Hermann legt Messer und Gabel kurz zur Seite und nimmt einen kleinen Schluck von seiner Cola.
"Vergiss nicht, dass der andere auch mit Wanderkleidung und Rucksack ausgestattet war. Vielleicht waren sie auch von Anfang an woanders verabredet und die beiden haben das nur verschwitzt. Meistens sind die Busse zum Gletscher am Morgen so voll, dass sie vielleicht nicht rechtzeitig aussteigen konnten oder sie kannten sich mit dem Fahrplan aus und wussten ganz genau, dass es keinen Sinn macht, vorher auszusteigen. So saßen sie wenigstens warm und würden bequem den Rückbus an der Endhalte erreichen."
"Wie auch immer, Hermann, wir werden es vielleicht nie genau erfahren, aber Fakt ist für mich, dass wir woanders suchen müssen. Und da stellt sich die Frage, wo? Ich mache es mal ganz einfach, die Bushaltestelle an der Tankstelle ist die, wo auch alle aussteigen, die zur Elfergondel wollen. Also besteht eine gewisse Wahrscheinlichkeit, dass sie dort hochgefahren sind. Dann müsste sie jemand gesehen haben. Ich werde es auf jeden Fall versuchen, mir fällt sonst nichts Besseres ein."

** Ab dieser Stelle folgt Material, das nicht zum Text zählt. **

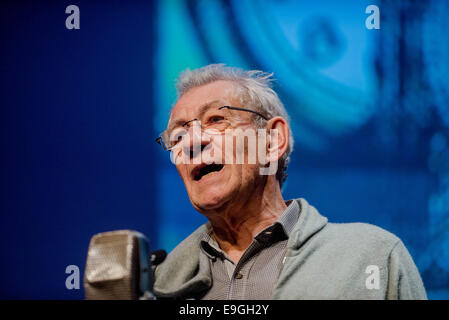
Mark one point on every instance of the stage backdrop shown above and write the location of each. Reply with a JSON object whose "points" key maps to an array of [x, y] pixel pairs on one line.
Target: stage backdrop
{"points": [[81, 108]]}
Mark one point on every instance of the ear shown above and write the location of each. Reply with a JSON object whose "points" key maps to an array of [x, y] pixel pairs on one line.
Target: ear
{"points": [[278, 138]]}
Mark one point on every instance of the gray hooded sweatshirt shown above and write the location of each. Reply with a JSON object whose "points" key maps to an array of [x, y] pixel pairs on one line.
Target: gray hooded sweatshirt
{"points": [[323, 261]]}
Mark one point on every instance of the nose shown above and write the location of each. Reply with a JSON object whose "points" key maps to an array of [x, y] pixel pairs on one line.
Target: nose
{"points": [[195, 141]]}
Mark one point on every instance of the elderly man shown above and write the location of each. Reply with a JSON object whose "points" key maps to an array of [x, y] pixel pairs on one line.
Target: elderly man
{"points": [[256, 245]]}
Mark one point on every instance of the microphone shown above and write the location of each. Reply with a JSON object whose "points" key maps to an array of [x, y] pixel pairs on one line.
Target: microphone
{"points": [[119, 266]]}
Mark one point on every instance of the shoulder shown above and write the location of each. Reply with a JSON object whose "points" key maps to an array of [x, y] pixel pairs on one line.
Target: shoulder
{"points": [[360, 237]]}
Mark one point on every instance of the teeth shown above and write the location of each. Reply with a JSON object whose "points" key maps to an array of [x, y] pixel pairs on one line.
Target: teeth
{"points": [[208, 169]]}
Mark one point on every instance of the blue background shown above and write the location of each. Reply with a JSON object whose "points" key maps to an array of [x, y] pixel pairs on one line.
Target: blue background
{"points": [[80, 110]]}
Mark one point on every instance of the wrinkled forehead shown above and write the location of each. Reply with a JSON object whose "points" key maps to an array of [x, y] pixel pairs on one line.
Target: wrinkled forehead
{"points": [[199, 100]]}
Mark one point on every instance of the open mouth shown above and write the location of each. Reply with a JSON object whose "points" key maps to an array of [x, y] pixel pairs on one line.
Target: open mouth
{"points": [[200, 171]]}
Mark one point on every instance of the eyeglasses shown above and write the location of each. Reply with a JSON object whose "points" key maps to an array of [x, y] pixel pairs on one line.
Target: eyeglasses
{"points": [[214, 122]]}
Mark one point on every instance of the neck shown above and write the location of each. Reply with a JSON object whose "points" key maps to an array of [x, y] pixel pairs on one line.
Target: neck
{"points": [[235, 226]]}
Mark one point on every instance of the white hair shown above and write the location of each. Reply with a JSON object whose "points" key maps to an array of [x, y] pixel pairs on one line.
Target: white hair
{"points": [[254, 89]]}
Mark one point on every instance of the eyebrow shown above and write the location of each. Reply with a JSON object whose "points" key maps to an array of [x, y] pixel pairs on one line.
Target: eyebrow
{"points": [[203, 109]]}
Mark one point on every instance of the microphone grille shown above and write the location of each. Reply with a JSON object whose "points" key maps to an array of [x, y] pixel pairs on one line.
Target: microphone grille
{"points": [[112, 265]]}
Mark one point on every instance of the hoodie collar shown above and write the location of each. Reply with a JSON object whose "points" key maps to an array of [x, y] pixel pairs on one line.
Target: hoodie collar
{"points": [[186, 272]]}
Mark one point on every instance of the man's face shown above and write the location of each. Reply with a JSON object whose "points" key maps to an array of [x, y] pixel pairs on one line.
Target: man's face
{"points": [[212, 187]]}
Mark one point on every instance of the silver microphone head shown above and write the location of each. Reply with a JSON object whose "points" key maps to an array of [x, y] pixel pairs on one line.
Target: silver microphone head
{"points": [[118, 267]]}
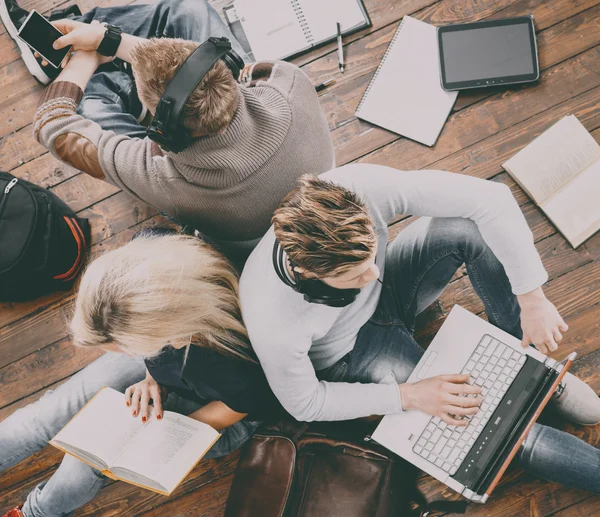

"OK, das ist immerhin eine Chance. Ich habe nachher noch eine Lagebesprechung und werde die neuesten Erkenntnisse einbringen. Auf keinen Fall können wir mit so hohem Aufwand an Ressourcen weitersuchen, wenn wir keinen konkreten Hinweis haben. Das kann ich nicht verantworten. Den Hubschrauber haben die Innsbrucker vorhin auch wieder abgezogen. Bruno, wir hören von einander."
Bruno steckt die Karte von Hermann Gleyer in sein Portmonee und gibt ihm dafür eine etwas verbogene Karte seines ehemaligen Ingenieurbüros.
"Nur die Handynummer stimmt. Alles andere kannst du vergessen."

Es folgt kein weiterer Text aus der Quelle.